Happy coincidences

From Montreal to Boston, the story of a joyful cycling odyssey.

It was only two weeks before our departure that we realized what awaited us: 650 kilometers and 4000 meters of positive elevation gain, all in 6 days. In a moment of clarity, we asked ChatGPT to suggest a sports program to best prepare our physical condition. Its response was as sharp as it was chilling. It proposed that we cover between 50 and 100 kilometers per day over the next 14 days. Did we really want to invest so much time and energy into this robotic program? Definitely not. Nevertheless, we decided to test the sensations of a 100-kilometer stage on a saddle. This we did twice on the remaining weekends, without the elevation changes.
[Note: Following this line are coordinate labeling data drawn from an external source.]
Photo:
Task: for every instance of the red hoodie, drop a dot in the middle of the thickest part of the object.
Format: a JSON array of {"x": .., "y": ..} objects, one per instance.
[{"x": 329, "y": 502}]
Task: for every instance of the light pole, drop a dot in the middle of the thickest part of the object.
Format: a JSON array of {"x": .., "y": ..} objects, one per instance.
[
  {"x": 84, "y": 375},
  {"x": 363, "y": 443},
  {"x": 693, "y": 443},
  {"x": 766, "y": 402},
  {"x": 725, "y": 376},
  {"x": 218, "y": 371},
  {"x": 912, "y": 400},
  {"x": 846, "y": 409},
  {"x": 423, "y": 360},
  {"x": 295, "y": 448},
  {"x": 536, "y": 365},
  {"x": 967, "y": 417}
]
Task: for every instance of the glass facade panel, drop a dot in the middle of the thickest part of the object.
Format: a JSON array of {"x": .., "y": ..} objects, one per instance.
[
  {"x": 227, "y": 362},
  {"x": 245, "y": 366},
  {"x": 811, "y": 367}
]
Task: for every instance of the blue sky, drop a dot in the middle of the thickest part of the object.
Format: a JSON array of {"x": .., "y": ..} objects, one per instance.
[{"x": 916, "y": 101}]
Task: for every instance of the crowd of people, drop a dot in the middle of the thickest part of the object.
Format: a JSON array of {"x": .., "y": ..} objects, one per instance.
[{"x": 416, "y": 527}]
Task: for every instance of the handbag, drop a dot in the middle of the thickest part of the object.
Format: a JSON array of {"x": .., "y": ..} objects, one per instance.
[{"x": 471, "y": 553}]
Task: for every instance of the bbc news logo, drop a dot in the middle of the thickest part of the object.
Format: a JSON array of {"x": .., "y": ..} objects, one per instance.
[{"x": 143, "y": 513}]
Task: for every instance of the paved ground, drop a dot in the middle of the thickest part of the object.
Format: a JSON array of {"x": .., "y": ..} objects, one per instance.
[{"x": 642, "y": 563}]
This was our one and only training for this journey.


We set off carefree around 10 am, after indulging in a hearty breakfast. The planning for this first day resembled our preparations, close to nothing. A stop in Chambly was necessary to acquire new saddlebags. Having not experienced them much, they detached from the rack with every bump, quite impractical. Once past this initial setback, we enjoyed our first lunch in Saint-Jean de Richelieu, located 40 km from Montreal, intending to check how much distance remained. For our first night, we had booked an inn with a pool, thinking we could wade in and cool our muscles at snack time. But it's 2 pm, and we struggle to hide our disappointment upon seeing the remaining 80 kilometers ahead, farewell to lounge chairs. The identical landscapes of endless fields unfold. The shaded bike paths remain pleasant to use. The last ten kilometers uphill under the still scorching sun next to a busy road test our nerves. Contrastingly, our arrival at the Knowlton inn unfolds tranquilly; we are the only guests. The manager hands us the keys to his establishment before heading home. We are now the proud owners of a 50-room building. After applying a bit of reparative vaseline to make future rides less painful, we set off for the marina to get something to eat. Along the way, we take the opportunity to dip a toe in the pool water. Tomorrow, we plan to cross the American border by bicycle through a small customs post. We hope the adventure won't end there.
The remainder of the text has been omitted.